Enter the mesmerising, AI-driven world of artist Refik Anadol

Enter the mesmerising, AI-driven world of artist Refik Anadol

Surveying and synthesising more than 200 years of art from MoMA’s collection would be a daunting, and likely insurmountable task for most artists and researchers. Not so much for Refik Anadol, who recently unveiled a major installation in the museum’s ground-floor Gund Lobby, using AI art to generate endlessly changing forms and sounds across a 24ft x 24ft media wall, based on 320,000 visual inputs.

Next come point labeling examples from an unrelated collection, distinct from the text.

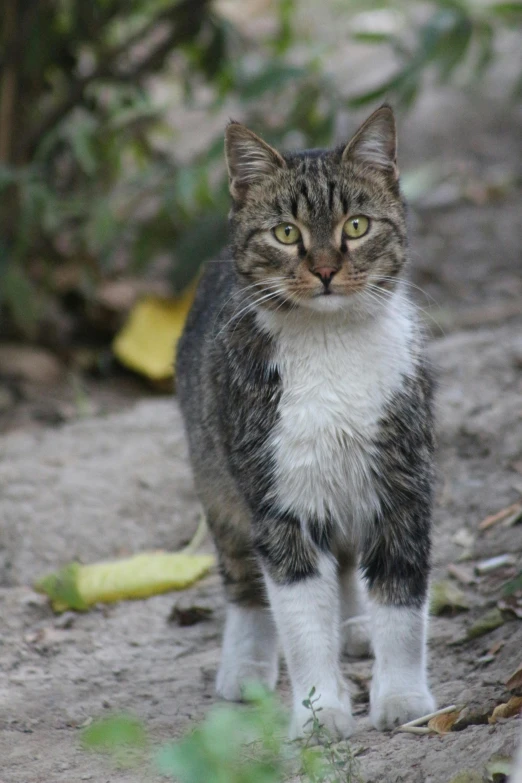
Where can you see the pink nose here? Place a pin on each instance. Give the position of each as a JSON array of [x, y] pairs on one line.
[[325, 273]]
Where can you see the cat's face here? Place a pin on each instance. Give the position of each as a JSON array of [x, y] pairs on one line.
[[318, 229]]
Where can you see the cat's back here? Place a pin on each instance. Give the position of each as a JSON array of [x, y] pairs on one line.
[[214, 290]]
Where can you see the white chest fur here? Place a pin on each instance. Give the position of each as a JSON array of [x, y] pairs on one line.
[[337, 379]]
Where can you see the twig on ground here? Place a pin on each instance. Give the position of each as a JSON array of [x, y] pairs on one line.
[[424, 719]]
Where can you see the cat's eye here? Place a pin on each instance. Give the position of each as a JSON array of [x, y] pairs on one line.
[[356, 227], [287, 233]]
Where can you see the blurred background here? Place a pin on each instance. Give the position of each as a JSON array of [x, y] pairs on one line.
[[112, 183]]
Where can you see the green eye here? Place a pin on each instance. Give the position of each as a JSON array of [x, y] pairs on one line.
[[356, 227], [287, 233]]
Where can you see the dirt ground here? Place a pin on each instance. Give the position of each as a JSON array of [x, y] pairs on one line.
[[120, 483]]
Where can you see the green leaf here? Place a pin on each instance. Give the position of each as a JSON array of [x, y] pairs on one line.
[[508, 12], [115, 732], [273, 77], [364, 36]]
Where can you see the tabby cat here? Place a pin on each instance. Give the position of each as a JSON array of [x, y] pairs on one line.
[[307, 402]]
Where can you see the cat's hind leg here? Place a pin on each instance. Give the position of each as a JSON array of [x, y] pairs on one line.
[[355, 611]]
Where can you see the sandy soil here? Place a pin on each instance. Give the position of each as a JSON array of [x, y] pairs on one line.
[[121, 483]]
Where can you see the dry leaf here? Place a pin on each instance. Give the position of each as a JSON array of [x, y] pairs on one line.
[[462, 574], [507, 710], [447, 598], [78, 586], [515, 681], [442, 724], [488, 622], [147, 342], [492, 519], [494, 563], [189, 615]]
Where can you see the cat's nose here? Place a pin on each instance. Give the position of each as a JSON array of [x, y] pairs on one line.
[[325, 274]]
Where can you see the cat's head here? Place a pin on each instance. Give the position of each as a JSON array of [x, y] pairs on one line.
[[319, 229]]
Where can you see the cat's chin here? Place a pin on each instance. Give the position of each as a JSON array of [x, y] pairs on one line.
[[350, 304]]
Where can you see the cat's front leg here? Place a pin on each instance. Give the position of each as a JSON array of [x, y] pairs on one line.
[[396, 564], [303, 589]]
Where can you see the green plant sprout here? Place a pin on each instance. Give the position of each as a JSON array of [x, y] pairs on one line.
[[234, 744]]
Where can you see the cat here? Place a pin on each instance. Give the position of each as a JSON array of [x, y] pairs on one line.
[[307, 402]]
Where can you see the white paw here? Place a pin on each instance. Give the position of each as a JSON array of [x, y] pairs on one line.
[[356, 637], [395, 708], [232, 678]]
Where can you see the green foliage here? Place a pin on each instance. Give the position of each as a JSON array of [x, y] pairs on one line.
[[457, 35], [238, 745], [121, 736], [93, 95]]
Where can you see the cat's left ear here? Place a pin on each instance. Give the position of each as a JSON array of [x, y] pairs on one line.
[[249, 159], [375, 143]]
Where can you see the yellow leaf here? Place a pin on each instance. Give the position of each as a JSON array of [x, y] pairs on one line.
[[508, 710], [80, 586], [442, 724], [515, 681], [147, 341]]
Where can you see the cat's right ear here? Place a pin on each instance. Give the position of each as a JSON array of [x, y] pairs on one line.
[[249, 159]]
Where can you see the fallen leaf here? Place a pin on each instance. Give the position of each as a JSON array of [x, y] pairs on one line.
[[442, 724], [492, 519], [513, 586], [476, 714], [463, 538], [515, 681], [147, 342], [467, 776], [498, 769], [494, 563], [189, 615], [447, 598], [512, 605], [78, 586], [488, 622], [507, 710], [462, 574]]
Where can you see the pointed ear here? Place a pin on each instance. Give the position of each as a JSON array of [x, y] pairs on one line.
[[249, 159], [375, 143]]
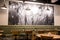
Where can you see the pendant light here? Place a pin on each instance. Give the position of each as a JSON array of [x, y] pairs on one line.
[[4, 6]]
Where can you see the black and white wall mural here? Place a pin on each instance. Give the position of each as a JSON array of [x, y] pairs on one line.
[[30, 13]]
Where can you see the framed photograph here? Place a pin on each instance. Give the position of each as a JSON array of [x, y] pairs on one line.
[[30, 13]]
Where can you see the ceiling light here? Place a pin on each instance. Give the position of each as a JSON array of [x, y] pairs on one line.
[[53, 1]]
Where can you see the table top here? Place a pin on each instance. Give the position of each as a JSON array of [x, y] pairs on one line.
[[49, 35]]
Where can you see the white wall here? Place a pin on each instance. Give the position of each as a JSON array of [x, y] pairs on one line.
[[4, 16]]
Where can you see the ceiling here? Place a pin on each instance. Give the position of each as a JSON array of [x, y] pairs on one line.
[[46, 1], [41, 1]]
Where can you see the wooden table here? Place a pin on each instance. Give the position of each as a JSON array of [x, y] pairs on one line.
[[55, 37]]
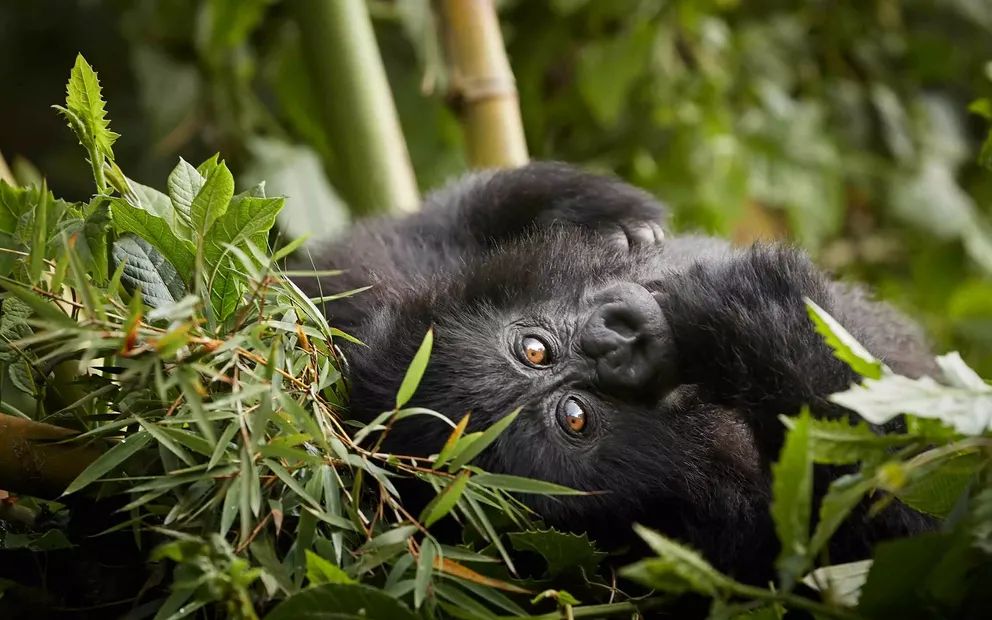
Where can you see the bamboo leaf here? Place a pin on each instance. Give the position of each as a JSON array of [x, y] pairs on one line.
[[109, 460], [416, 370]]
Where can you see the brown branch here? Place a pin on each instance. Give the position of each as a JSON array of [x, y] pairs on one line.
[[482, 84], [32, 464]]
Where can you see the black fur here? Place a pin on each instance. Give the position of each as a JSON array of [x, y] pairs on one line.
[[541, 249]]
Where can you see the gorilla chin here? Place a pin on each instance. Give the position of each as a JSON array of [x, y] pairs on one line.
[[651, 369]]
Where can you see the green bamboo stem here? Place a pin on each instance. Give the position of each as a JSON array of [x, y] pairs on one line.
[[5, 173], [359, 117], [482, 84]]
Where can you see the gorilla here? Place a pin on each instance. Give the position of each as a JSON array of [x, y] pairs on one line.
[[650, 368]]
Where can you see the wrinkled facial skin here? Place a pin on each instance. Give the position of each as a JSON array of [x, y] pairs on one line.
[[649, 449], [658, 366]]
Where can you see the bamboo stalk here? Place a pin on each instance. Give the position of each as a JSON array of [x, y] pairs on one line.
[[359, 116], [482, 84], [31, 464]]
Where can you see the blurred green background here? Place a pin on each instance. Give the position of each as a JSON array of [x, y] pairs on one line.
[[844, 126]]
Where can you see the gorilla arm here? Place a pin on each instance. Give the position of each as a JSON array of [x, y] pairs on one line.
[[742, 334]]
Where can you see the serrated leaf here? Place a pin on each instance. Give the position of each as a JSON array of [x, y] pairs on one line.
[[84, 100], [792, 488], [415, 371], [334, 601], [156, 231], [677, 569], [838, 442], [444, 501], [107, 461], [841, 583], [846, 347], [938, 490], [147, 269], [563, 552], [184, 184], [212, 200], [843, 495], [969, 411]]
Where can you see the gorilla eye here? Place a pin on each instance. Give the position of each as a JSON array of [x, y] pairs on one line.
[[535, 352], [573, 415]]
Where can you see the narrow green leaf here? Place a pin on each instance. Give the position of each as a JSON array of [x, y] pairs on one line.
[[320, 571], [416, 371], [845, 346], [792, 487], [425, 569], [487, 437], [444, 501], [677, 569], [520, 484], [85, 100], [109, 460]]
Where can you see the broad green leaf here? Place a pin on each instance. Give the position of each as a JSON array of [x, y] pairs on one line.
[[156, 231], [415, 371], [425, 569], [110, 459], [85, 102], [839, 442], [488, 436], [937, 490], [520, 484], [184, 185], [677, 569], [563, 552], [843, 495], [145, 268], [845, 346], [247, 219], [792, 488], [334, 601], [967, 410], [320, 571], [212, 200], [444, 501]]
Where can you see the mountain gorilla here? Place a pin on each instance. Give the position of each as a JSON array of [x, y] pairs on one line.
[[652, 368]]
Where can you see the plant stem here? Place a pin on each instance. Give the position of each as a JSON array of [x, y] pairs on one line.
[[359, 116], [5, 173], [482, 84]]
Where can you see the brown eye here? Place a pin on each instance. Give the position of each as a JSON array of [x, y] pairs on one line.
[[573, 415], [535, 351]]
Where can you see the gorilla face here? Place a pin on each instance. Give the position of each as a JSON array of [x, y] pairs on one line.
[[585, 350], [650, 372]]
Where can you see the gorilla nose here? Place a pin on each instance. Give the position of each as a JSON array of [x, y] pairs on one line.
[[629, 342]]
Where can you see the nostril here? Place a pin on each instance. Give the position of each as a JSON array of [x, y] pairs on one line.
[[623, 322]]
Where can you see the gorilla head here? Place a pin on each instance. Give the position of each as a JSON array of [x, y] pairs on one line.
[[650, 371]]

Unsupervised, as the installation is tagged, is a major career moment. ‘To show at MoMA is one of my biggest motivations in life,’ describes the Turkish-born, LA-based media artist. But numerically speaking, it is far from the most ambitious. In 2019, he’d used 100 million photographs of New York City, found publicly on social networks, to create a 30-minute cinematic piece. For a 2020 exhibition at Melbourne’s National Gallery of Victoria, Anadol deployed Google AI’s algorithms to process around 200 million nature and landscape images to create a 3D visual piece, Quantum Memories. The following year, his contribution to the Venice Architecture Biennale, Sense of Space, involved a collaboration with neuroscientist Taylor Kuhn to develop machine-learning algorithms based on 70 terabytes of MRI data, then used it to imagine the development of brain circuitry throughout the human lifespan. Not only is Anadol fascinated by what data sets tell us about the world, he also uses words like ‘beautiful’ and ‘inspiring’ to describe them.

Refik Anadol Architecture biennale

Connectome, an AI data sculpture model for Sense of Space at the 17th International Architecture Exhibition, La Biennale di Venezia, 2021

(Image credit: Refik Anadol Studio)

Refik anadol at NGV Victoria

Installation view of Refik Anadol Quantum Memories 2020 on display in NGV Triennial 2020

(Image credit: © Refik Anadol. Photography: Tom Ross)

‘In 2008, I coined the term “data painting” to express the idea that data can become a pigment that reflects imagination. This has driven my practice for 14 years,’ he tells me via Google Meet from his LA studio. Rather than conventional paintings, which involve fixing paint on canvas, he creates ‘living paintings’ which morph and evolve infinitely.